For its part, Belgrade seems bent on a bitter recrimination and retaliation campaign, a sort of scorched earth policy that could have grave implications for its future relations with Brussels. The first consequences of the inflammatory rhetoric of recent days have already been seen in the streets of the capital, and condemned worldwide. As a result, paradoxically, Serbia could find itself equally isolated internationally, economically depressed and politically reliant on a fiction of sovereignty – a sort of Belarus in the Balkans, so to speak.
 
In other words, things may have to get worse before they get better. Will Kosovo be partitioned de facto? Will Russia encourage the breakaway territory of Abkhasia to secede from Georgia (in part in retaliation for Kosovo and in part to block Georgia’s NATO membership ambitions)? Will violence on the ground escalate and require a stronger international presence? Will EULEX fail to get an explicit endorsement from the UN?
 
These are the nightmare scenarios which no one really wants to see become a reality. Preventing them, however, will require a combination of wisdom and decisiveness on the part of the EU.
 
It requires wisdom because the current tensions must be endured without further dramatising the inevitable aftershocks of a decision that was a foregone conclusion and long overdue: in truth, Kosovo was ‘lost’ (politically as well as morally) by Slobodan Milošević in 1999, not by Boris Tadić in 2008.
 
This is why the EU door must remain wide open to Belgrade, although certainly not at any price. The conditionality related to full cooperation with the International Criminal Tribunal for the former Yugoslavia (ICTY) in The Hague, for instance, was arguably not strictly necessary at this stage (in the case of Croatia, after all, it was applied to the opening of accession negotiations, not to the signing of the Stabilisation and Association Agreement). Now it cannot be simply set to one side
or ignored.
 
The EU must be decisive, too, because it needs to inject new impetus into its ‘soft’ (or transformative) power in the region, which has lost much of its steam lately. In fact, the prospect of the Balkan countries joining the Union – opened five years ago in Thessaloniki – seems now to be receding, thus significantly weakening Europe’s hand in dealing with them.
 
The Union’s promises must be made more credible – and sooner rather than later – by, for example, opening accession negotiations with Macedonia, stuck in a limbo for too long, and by clearing the way for Albania and Montenegro to move in the same direction, with Bosnia-Herzegovina next in line.
 
Such negotiations may prove much longer and harder than they currently expect (as Croatia is discovering right now).
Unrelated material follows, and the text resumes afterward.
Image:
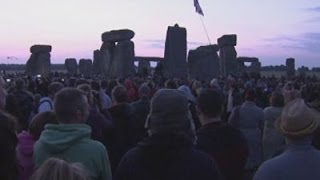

But at least they would send a clear message to both Serbs and Kosovars, from Brussels and from their own immediate neighbours, that integration into the EU is a possible, tangible perspective. Both may also come to understand that integration – in Europe as well as in the region – goes hand in hand with reconciliation.
 
If so, when the dust eventually settles, the current crisis may even prove to be a salutary one, with all the main players finding themselves in a positive sum game at last – and one which may even reverberate well beyond Europe’s (uncertain) borders.
 
Antonio Missiroli is Director of Studies at the European Policy Centre.

The issues raised in this Commentary are being addressed by a dedicated EPC Task Force on the Balkans in the EU, run in collaboration with the King Baudouin Foundation, which  is focusing  on the prospects for – and problems involved in – integrating the Balkans into the Union.